I was able to build LatticeWordSegmentation and run the test scripts fine. However, I don't seem to be able to run the program on the Sighan 2005 Bakeoff (Chinese segmentation) data, even though I formatted the data to have the same format as the sample data in the test/Text folder (i.e. with the spaces between the characters and the <\unk>, <\s> tokens added. The terminal output is as follows:
./StartSim_text.bash Text/cityu_test.txt 2 6 2
./LatticeWordSegmentation -KnownN 2 -UnkN 6 -InputFilesList Text/cityu_test.txt -NumIter 2 -OutputDirectoryBasename Results/Text/cityu_test/ -ReferenceTranscription Text/cityu_test.txt.ref -CalculateWER -EvalInterval 1 -WordLengthModulation 0 -UseViterby 151 -DeactivateCharacterModel 175
-----------------------------------------------------------------------------------------------------------
LatticeWordSegmentation: build date: Apr 2 2018 - time: 17:21:26
-----------------------------------------------------------------------------------------------------------
Starting word segmentation!
Initializing empty language model with KnownN=2, UnkN=6!
Iteration: 1 of 2
Sentence: 1492 of 1492
Mean length of observed words at base of WHPYLM: 43.069, number of word: 1609
Mean length of generated words by CHPYLM: 45.7743, number of words: 100000
Perplexity: 397.15
terminate called after throwing an instance of 'std::runtime_error'
what(): End of word symbol with empty buffer
./StartSim_text.bash: line 79: 28883 Aborted (core dumped) ./LatticeWordSegmentation ${KnownN} ${UnkN} ${NoThreads} ${PruneFactor} ${InputFilesList} ${InputType} ${SymbolFile} ${Debug} ${LatticeFileType} ${ExportLattices} ${NumIter} ${OutputDirectoryBasename} ${OutputFilesBasename} ${ReferenceTranscription} ${CalculateLPER} ${CalculatePER} ${CalculateWER} ${SwitchIter} ${AmScale} ${InitLM} ${InitLmNumIterations} ${PruningStep} ${BeamWidth} ${OutputEditOperations} ${EvalInterval} ${WordLengthModulation} ${UseViterby} ${DeactivateCharacterModel} ${HTKLMScale}
The second time, it gave a different error:
terminate called after throwing an instance of 'std::out_of_range'
what(): vector::_M_range_check: __n (which is 0) >= this->size() (which is 0)

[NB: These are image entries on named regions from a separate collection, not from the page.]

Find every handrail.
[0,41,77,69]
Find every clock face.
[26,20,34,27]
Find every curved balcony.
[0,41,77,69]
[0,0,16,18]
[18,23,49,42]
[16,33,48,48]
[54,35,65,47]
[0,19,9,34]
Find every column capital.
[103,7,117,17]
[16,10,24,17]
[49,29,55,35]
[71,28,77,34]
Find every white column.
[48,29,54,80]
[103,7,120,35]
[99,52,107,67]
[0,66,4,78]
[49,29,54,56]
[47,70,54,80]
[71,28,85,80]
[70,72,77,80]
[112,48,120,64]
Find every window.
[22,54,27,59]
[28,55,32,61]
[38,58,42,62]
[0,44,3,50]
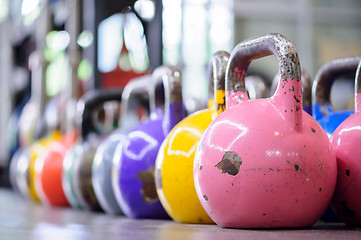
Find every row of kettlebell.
[11,31,360,228]
[155,34,361,228]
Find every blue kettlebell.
[312,57,361,222]
[312,57,361,137]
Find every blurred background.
[0,0,361,185]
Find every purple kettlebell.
[113,66,186,219]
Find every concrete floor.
[0,188,361,240]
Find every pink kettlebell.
[331,62,361,227]
[194,33,337,228]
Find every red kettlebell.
[331,62,361,227]
[194,33,336,228]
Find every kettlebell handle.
[355,61,361,112]
[76,89,122,141]
[119,75,155,126]
[312,57,361,120]
[208,51,230,118]
[150,66,185,135]
[226,33,303,130]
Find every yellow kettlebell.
[155,51,229,223]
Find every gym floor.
[0,188,361,240]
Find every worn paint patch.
[136,167,158,203]
[341,201,356,217]
[215,151,242,176]
[295,164,300,172]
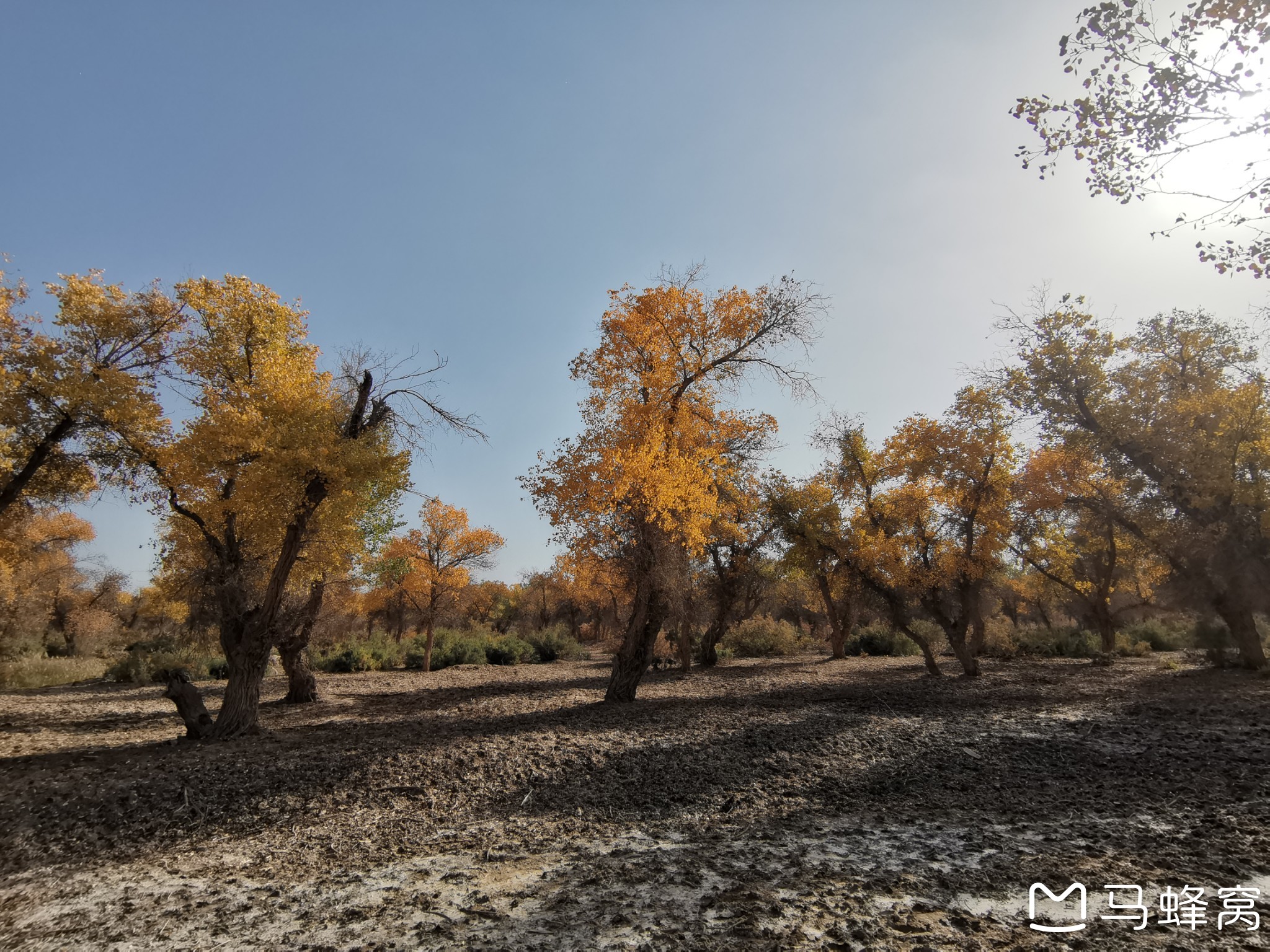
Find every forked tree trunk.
[278,579,326,705]
[944,625,979,678]
[970,612,988,658]
[212,632,272,740]
[815,573,847,658]
[605,576,665,705]
[1091,604,1115,664]
[699,619,722,668]
[1213,599,1266,670]
[899,625,944,678]
[423,612,433,674]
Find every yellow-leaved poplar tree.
[382,498,505,671]
[136,275,470,738]
[0,270,184,514]
[525,271,822,702]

./StartSim_text.bash: line 79: 15299 Aborted (core dumped)
There seems to be a previous post
https://groups.google.com/forum/#!topic/latticewordsegmentation/4ZLHrvCic3I in this group that talks about being unable to run the model on Japanese characters. However, I'm not sure if that poster encountered the same issue as mine, as his error was:
Error : word あっ not found in language model.
Interestingly, iteration 1 did finish, but the results produced were whole sentences with absolutely no segmentation/spaces within a sentence.
I'm just curious, whether the program is supposed to run on UTF-8 input data (as far as I know C++ doesn't natively support UTF-8 very well), or is the problem with my input data. If it wasn't supposed to support UTF-8 text, I might look at how to modify the code so that it runs on Chinese and Japanese text, just as the original Mochihashi paper described.
Thank you.